A week after the accident, before Judge James Boyle, Kennedy pleaded guilty to leaving the scene of the accident , denied driving under the influence of alcohol and said there had been no sex between him and Miss Kopechne . The judges are like rugby balls, you never know for sure which side they are going to throw, but this time it was not difficult to guess. Judge Boyle sentenced him to a two-month prison sentence and suspended the execution of the sentence: "It has already been and will continue to be punished well beyond what this court may impose," he said. Kennedy was almost innocent because the opposite had not been proven . That is a principle of civilization, but no one struggled to investigate whether he was drunk or to show that if he had asked for help Mary Jo would still be alive . In 1970 John Farrar , the diver who rescued the body, declared that the girl did not die from drowning but from suffocation in the air bell that had formed in the car : "It took three to four hours to die. I could have rescued her in less than twenty-five minutes after a call. " But, as the teletype that gave the scoop of the event suggested, the important thing was that Ted had saved his life. The least was how and why the blonde had died.

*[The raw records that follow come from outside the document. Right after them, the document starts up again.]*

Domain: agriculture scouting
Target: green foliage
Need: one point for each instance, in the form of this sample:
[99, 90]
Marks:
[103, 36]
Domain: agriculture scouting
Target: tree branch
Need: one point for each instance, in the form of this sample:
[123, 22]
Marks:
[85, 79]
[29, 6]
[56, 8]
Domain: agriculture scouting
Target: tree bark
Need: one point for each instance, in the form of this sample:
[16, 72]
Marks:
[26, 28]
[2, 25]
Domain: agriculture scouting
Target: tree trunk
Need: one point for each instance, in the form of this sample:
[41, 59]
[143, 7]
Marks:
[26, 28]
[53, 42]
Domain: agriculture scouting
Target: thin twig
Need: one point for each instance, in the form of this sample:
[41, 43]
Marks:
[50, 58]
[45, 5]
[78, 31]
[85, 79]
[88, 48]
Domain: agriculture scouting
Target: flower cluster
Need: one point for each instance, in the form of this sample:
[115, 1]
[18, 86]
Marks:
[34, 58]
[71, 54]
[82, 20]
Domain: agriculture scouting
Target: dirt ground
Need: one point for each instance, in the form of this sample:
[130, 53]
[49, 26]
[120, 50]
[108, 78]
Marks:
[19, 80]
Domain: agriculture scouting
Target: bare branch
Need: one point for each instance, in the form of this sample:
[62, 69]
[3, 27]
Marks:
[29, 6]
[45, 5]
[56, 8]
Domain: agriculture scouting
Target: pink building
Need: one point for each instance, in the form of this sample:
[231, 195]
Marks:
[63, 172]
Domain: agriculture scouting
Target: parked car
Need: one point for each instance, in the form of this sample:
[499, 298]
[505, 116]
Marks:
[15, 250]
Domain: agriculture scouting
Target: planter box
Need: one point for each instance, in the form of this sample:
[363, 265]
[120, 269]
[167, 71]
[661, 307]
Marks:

On July 30, Kennedy announced that he would stand for re-election to the Senate. He remained in his seat until the day of his death, now ten years ago, after eight terms that totaled 47 years and 292 days . Only three other senators exceeded that mark . He even introduced himself to the Democratic Party primaries in 1979 . His defeat against Carter was overwhelming , "where is Mary Jo?" They yelled at him. In his memoirs, the senator admitted that his behavior had been "inexcusable" and suggested that the accident had accelerated his father's illness , that he would die ten days after Mary Jo .

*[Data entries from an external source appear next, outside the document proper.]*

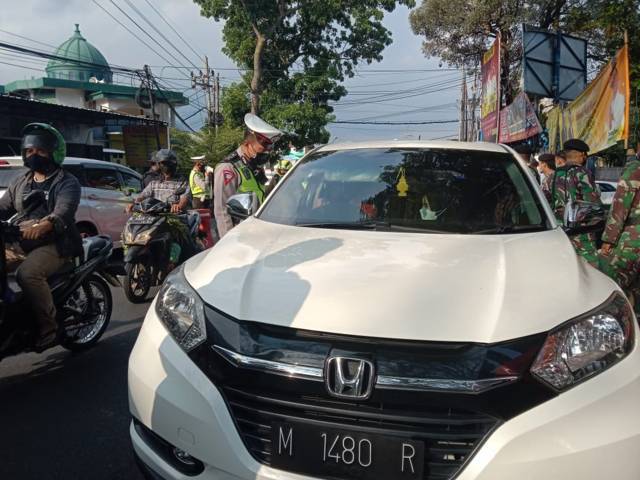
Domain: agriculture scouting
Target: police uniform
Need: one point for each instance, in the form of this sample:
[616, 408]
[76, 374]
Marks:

The Kennedy dynasty came into the world to sing a song with two versions, one bright and one dark . The first draws Patriarch Joseph as an eminent citizen, an example of the American dream; the second, which was a bandit enriched with mafia methods. The first proclaims that his son JFK was the triumph of willpower in the face of pain and disease; the somber version tombs the myth of the Kennedy Camelot and tells that he was a rake who ascended buying charges. The flattering face says that Bobby was the moral passion and the struggle for civil rights; the gloomy one, that relentless ambition was the only engine of his sinister life. The dark back of the official history of the Kennedy maintains that they became so because of their disregard for the rules, which forced only others. The Dike bridge accident seemed to confirm it.